聖書は、からし種一粒程の信仰があれば、山に向って海に入れと言えばその如くなるとしるしています。私にとって、現在の私は、山が海に入るよりも驚きであり、奇蹟です。これは私が、私自身を評価し、讃歌しているわけではありません。若しそうだとすれば、私は呪われて地獄のゲヘナに投げ込まれるがよい。私はそれを望みます。私がここで強調していることは、信仰のもつ不思議な業を言っているのです。

「私は甦りであり、命である。私を信ずる者は死ぬとも生きん」(ヨハネ11:25)

と言われた信仰の奇蹟をいうのです。パウロがロマ書で

「信仰による義人は生きる」(ロマ書1:17)

と言われた信仰について語っているのです。信仰はまた私に、大いなるものを与えています。それは全く自由にされていることです。ルターの「キリスト者の自由」を引き合いに出すまでもなく、あるいはパウロがロマ書、ガラテヤ書、コリント書簡で言っていることを指摘するまでもなく、現実生活の中で私は、完全に自由にされています。
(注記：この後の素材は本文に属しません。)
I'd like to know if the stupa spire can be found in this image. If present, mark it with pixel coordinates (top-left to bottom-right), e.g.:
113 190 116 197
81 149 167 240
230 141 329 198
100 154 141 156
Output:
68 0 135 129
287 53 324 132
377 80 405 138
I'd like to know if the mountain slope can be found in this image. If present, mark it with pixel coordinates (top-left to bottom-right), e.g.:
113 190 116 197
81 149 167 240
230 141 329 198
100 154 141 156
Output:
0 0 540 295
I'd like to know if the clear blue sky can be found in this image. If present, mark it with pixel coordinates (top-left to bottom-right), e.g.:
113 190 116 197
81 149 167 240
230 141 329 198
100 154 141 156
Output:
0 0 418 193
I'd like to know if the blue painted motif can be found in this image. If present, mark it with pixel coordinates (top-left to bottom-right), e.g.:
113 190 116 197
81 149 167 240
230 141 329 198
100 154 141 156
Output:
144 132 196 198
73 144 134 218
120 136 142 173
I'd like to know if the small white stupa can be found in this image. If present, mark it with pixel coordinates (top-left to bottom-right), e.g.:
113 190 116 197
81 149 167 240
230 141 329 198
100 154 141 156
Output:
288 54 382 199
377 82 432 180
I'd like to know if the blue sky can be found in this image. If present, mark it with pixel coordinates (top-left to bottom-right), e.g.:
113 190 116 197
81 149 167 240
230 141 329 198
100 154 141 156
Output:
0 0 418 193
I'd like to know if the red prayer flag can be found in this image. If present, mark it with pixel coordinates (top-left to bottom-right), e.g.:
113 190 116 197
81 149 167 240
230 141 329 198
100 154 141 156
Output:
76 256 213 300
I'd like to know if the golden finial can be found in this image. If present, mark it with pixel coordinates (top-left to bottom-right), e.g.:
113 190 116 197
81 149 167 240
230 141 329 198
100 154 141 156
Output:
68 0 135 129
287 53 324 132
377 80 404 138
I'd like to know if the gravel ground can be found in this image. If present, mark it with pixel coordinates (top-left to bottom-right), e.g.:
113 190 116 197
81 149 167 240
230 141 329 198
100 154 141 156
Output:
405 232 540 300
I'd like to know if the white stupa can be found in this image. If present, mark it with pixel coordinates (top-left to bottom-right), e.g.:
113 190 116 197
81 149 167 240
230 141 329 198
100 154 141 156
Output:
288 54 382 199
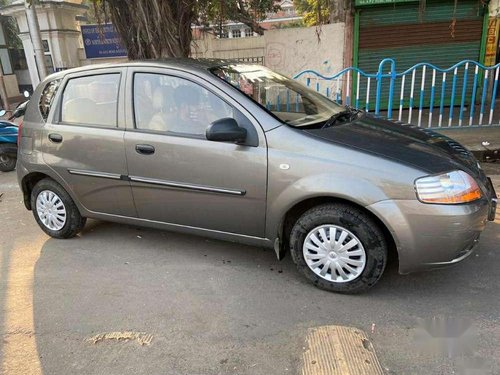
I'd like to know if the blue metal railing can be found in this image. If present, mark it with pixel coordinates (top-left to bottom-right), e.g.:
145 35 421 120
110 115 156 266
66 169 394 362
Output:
294 58 500 127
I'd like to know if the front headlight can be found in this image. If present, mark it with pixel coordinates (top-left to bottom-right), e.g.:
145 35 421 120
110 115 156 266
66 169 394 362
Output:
415 171 481 204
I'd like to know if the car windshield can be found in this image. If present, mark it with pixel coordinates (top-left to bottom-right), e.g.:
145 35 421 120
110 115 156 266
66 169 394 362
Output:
211 64 346 127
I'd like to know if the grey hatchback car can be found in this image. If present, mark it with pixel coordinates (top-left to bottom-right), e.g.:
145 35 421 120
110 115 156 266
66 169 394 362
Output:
17 60 496 293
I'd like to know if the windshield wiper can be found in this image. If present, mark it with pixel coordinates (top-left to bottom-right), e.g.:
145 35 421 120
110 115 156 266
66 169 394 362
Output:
321 108 361 129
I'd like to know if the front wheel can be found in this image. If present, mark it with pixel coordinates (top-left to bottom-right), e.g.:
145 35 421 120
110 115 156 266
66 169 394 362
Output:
0 144 17 172
31 178 86 238
290 204 387 293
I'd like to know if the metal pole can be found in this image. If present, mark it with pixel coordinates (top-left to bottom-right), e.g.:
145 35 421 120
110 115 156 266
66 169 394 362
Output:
24 0 47 81
0 74 10 111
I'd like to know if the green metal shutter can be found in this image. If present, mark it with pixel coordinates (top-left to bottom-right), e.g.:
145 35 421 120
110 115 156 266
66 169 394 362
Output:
358 0 484 73
357 0 484 109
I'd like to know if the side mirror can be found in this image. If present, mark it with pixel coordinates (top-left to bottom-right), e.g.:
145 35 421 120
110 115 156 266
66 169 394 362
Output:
206 117 247 143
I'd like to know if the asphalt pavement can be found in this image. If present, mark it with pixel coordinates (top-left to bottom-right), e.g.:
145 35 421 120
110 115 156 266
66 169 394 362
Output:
0 171 500 375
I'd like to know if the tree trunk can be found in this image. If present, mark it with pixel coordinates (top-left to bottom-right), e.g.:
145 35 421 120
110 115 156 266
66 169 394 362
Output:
106 0 196 60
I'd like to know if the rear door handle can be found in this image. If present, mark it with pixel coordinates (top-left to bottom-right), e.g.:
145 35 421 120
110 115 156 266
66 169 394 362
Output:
135 145 155 155
49 133 62 143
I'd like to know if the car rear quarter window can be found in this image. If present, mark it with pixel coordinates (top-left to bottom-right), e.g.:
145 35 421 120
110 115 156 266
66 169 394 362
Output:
39 79 61 121
60 73 120 128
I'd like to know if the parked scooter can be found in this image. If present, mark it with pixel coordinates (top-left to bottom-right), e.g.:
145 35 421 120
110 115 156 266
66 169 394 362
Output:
0 91 29 172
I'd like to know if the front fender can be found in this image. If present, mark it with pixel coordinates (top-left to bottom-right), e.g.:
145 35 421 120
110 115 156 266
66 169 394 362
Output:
266 172 388 241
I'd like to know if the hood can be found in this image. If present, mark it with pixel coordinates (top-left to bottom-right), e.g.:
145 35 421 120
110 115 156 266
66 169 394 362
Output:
304 114 480 176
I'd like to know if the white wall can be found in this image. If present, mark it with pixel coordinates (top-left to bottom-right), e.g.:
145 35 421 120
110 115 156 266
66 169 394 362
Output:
264 23 345 76
192 23 345 76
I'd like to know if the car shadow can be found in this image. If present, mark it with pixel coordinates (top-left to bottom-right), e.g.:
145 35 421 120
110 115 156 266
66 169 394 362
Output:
29 221 500 374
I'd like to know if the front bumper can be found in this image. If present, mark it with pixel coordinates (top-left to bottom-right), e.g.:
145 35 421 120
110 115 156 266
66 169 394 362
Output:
367 198 494 274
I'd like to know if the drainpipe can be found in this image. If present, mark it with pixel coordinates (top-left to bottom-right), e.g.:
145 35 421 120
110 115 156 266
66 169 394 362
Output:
24 0 47 81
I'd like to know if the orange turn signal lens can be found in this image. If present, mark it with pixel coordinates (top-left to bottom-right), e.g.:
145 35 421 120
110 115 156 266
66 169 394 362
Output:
415 171 482 204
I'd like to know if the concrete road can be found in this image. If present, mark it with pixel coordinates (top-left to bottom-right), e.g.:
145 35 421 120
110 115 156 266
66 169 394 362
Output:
0 172 500 375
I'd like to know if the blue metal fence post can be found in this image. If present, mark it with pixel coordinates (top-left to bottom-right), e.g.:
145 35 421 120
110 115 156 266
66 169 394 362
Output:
387 60 396 119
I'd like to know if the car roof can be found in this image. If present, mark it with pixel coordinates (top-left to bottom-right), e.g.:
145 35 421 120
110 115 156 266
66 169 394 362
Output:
45 58 242 79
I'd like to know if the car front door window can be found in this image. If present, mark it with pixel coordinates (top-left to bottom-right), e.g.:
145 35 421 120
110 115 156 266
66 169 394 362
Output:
134 73 234 136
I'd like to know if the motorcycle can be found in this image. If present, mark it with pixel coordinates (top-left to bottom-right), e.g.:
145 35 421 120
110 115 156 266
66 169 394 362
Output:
0 91 29 172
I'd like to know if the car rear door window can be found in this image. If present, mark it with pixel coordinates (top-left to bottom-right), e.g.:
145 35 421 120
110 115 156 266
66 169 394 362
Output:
134 73 234 136
61 73 120 127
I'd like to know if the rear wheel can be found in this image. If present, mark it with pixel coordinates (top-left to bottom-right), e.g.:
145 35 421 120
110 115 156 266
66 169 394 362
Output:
0 144 17 172
290 204 387 293
31 178 86 238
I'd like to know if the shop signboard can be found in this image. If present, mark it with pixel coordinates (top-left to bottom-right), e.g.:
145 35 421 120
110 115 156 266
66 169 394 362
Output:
484 17 500 66
81 23 127 59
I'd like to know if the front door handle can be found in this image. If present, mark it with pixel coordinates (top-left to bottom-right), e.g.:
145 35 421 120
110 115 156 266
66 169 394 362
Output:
135 145 155 155
49 133 62 143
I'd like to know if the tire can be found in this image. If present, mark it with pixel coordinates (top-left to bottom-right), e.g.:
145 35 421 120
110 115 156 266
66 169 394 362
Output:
31 178 87 238
0 144 17 172
290 204 387 294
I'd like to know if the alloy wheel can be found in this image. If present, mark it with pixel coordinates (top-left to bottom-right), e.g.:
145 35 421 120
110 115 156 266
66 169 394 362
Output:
36 190 67 231
303 224 366 283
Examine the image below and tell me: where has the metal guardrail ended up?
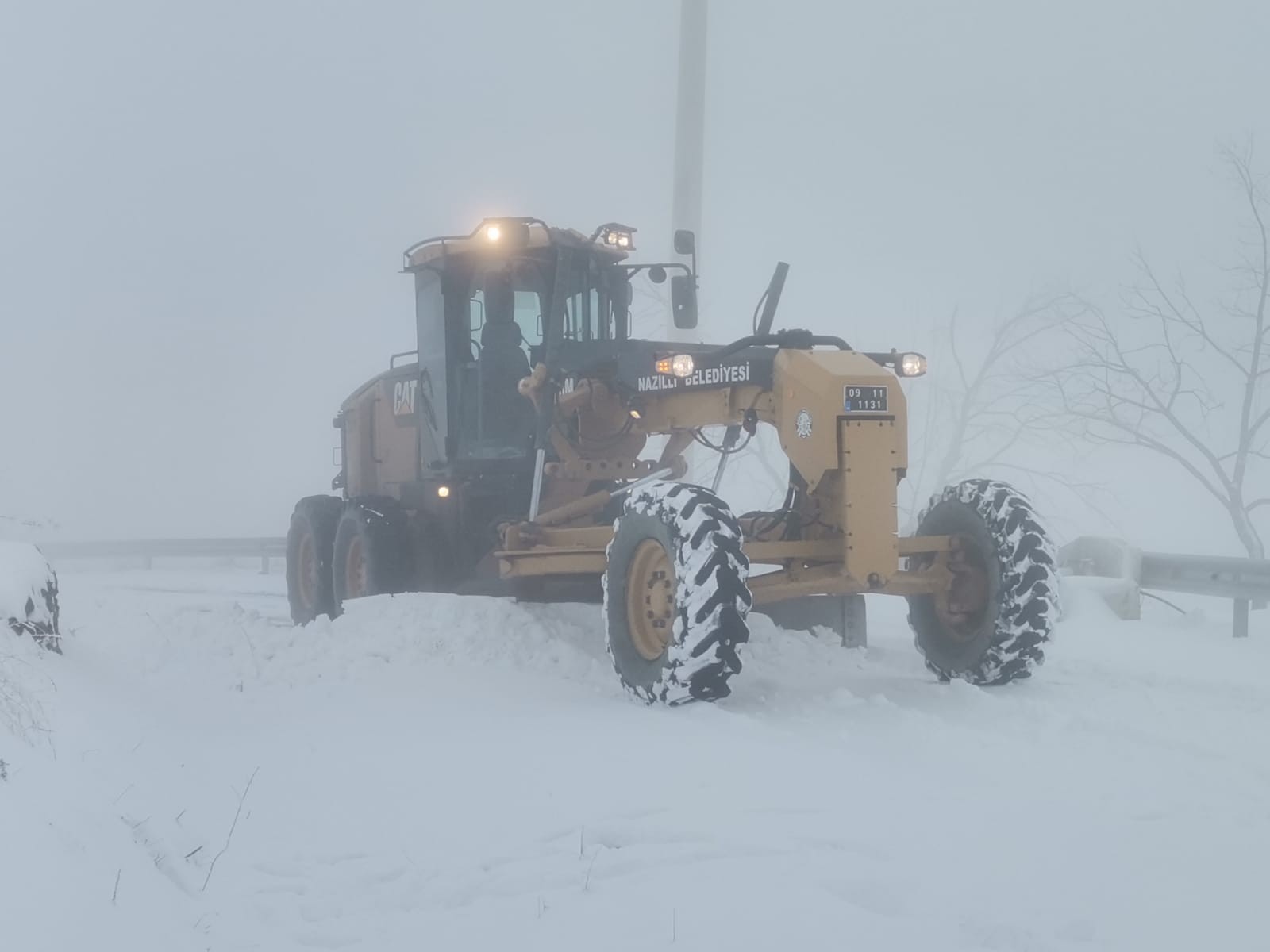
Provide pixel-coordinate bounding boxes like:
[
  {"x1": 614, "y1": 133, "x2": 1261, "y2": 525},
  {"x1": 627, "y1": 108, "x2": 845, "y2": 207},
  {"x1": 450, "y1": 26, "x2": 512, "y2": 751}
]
[
  {"x1": 1058, "y1": 536, "x2": 1270, "y2": 639},
  {"x1": 38, "y1": 537, "x2": 287, "y2": 575}
]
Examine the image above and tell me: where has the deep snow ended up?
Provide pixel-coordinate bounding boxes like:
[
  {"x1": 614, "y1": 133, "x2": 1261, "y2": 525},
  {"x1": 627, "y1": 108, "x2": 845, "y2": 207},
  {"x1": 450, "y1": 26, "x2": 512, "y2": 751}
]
[{"x1": 0, "y1": 571, "x2": 1270, "y2": 952}]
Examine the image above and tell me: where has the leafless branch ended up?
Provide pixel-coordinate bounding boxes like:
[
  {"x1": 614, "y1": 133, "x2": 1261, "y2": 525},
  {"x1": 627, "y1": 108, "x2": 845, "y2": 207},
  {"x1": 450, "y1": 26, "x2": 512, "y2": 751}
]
[{"x1": 199, "y1": 766, "x2": 260, "y2": 892}]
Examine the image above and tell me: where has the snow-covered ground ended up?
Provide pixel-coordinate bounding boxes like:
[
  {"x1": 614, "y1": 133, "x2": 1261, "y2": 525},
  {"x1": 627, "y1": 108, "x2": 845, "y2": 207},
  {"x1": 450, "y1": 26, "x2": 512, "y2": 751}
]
[{"x1": 0, "y1": 570, "x2": 1270, "y2": 952}]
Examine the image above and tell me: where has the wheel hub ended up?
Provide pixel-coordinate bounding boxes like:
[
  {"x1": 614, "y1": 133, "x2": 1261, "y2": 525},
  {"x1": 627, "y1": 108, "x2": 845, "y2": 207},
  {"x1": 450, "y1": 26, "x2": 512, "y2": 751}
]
[
  {"x1": 344, "y1": 538, "x2": 370, "y2": 598},
  {"x1": 935, "y1": 536, "x2": 988, "y2": 643},
  {"x1": 626, "y1": 539, "x2": 675, "y2": 662}
]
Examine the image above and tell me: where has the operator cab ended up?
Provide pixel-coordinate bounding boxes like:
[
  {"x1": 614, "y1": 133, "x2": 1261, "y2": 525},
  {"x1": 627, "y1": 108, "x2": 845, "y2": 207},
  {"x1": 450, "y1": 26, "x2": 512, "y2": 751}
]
[{"x1": 405, "y1": 218, "x2": 696, "y2": 472}]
第1に、失明と四肢の無感覚という廃人の不自由から解放されています。
第2には、これが最も重要な根源的な出来事ですが、罪と死から解放されています。
第3には、らいとその偏見から解放されています。
第4には、私を隔離する隔離と、社会的閉鎖から解放されています。
第5には、私を支配する権力から解放されています。

ではどこで解放されているのか。それは最も大切なことであるが、十字架の一点において解放されているのです。義である十字架のイエスに固着するとき、これらのものから解放されているのです。解放され、自由であるが故に、奇蹟が起るのです。それはイエスとともに万人の奴隷となることだからです。上に挙げたようなものからの解放は同時に、その奴隷となることだからです。それは、生来の奴隷ではなく、イエスとともにある奴隷であり、信仰にある奴隷です。  私はかつて、生来の奴隷であったが、現在は、信仰の奴隷なのです。生来の奴隷は私に、絶望と発狂と死をもたらすが、信仰による奴隷は、喜びと希望と自由をもたらします。